T.M.N- Ces sujets m'importent toujours et je les défendrai sans relâche. Cependant, au fil des discussions et des réflexions, j'ai compris que ces luttes sont souvent limitées dans leur succès par un obstacle de taille, un frein majeur à tout progrès: un gouvernement corrompu qui s'attache au pouvoir et pour qui chacune des luttes mentionnées ci-haut sont des dérangements, des petits feux à éteindre (avec les armes au besoin) afin de mieux régner. C'est pourquoi mon combat principal dorénavant vise le départ du président actuel et l'instauration de piliers démocratiques solides. Ceci permettra à tous ceux qui travaillent à l'avancement du pays de mieux faire leur travail et de recevoir l'appui et l'aide d'un nouveau gouvernement élu qui a à cœur le futur de la population tchadienne.
29-Que vous reste-t-il à adresser comme message au peuple tchadien et au peuple canadien?

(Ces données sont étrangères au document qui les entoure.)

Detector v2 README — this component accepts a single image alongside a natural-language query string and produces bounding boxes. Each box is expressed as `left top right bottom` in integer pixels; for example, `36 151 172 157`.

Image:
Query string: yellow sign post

T.M.N-Peuple tchadien, je vous demande de ne pas baisser les bras. Notre liberté dépend de notre courage et de notre volonté. Seul l'unité, l'organisation, la mobilisation et l'action peuvent nous aider à nous débarrasser de ce régime dictatorial. Personne ne viendra d'ailleurs nous libérer. Ensemble, nous pouvons changer notre histoire. Aux amis(es) du Canada, je vous demande de soutenir le peuple tchadien, car nous avons la même valeur, la valeur humaine.